Reaksiyon konuşanaydı!...

Ben Başbakan’ın yerinde olsam kılımı kıpırdatmaz, Galatasaraylılara severek, gönülden sunduğum -futboldan gelme bir başbakan olarak- bu muhteşem stadın keyfini çıkartırdım koltuğuma gömülerekten...

Hatta bir adım daha da ileri gider Adnan Polat’ta;

Bu seyirciye, bu camiaya yakışır bir takım yarat, derdim.

Stat benden, başarı sizden olsun!

Bu takımı beğenmedim!

Takımı ben de beğenmedim

Galatasaray, şöleni golsüz bitirdi. Ajax gol yemedi.

Ayhan boş kaleye atamadı.

Anıl ayağına doladı.

Ufuk iki gol çıkararak yenilgiyi önledi.

Hagi neden Pino’yu oynatmadı?

Arda neden hala topu ayağından zamanında çıkartmayı öğrenemedi…

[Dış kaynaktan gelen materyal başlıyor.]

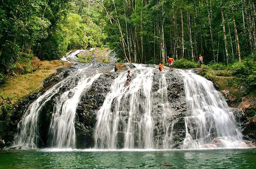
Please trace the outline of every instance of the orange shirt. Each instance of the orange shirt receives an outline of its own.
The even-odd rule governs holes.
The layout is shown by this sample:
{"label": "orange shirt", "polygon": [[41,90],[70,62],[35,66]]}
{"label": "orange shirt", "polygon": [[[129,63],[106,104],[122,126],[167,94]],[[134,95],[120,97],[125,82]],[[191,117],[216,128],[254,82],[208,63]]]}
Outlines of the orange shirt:
{"label": "orange shirt", "polygon": [[173,61],[173,59],[172,58],[169,58],[169,59],[168,59],[168,61],[170,62],[170,63],[172,63],[173,62],[174,62]]}
{"label": "orange shirt", "polygon": [[163,64],[161,64],[160,63],[158,65],[158,66],[160,67],[160,69],[161,70],[162,69],[163,67]]}

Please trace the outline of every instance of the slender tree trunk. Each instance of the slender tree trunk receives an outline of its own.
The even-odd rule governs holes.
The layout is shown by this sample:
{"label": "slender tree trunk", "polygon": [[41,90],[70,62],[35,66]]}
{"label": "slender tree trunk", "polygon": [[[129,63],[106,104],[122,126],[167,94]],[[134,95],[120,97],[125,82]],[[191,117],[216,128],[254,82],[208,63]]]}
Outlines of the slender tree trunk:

Nerede Baroş? Yoksa o da mı hataydı acaba?

Bunları düşüne düşüne evin yolunu tuttum.

Umarım hatalar düzeltilir.

Bu stada yakışacak bir takım kurulur ve tez elden iki forvet bir de kaleci alınır!

Son söz

Türk Telekom Arena’yı gördükten sonra şunları yana yakıla söyleyebilirim;

Nur içinde yat Ali Sami Yen

Tuttuğunuz altın olsun bütün emeği geçenler…

Affedersiniz Sayın Başbakan.

Sayın Recep Tayyip Erdoğan’ın şunu da bilmesini isterim;

Galatasaray camiasında -Allah muhtaç etmesin ama- ihtiyaç olursa bir gün Recep Tayyip Erdoğan’a kanımı verebilirim diyenler de var.

Lütfen Sayın Başbakanım; siz de, yakışıksız bir şekilde oyumu vermem diyenleri affediniz!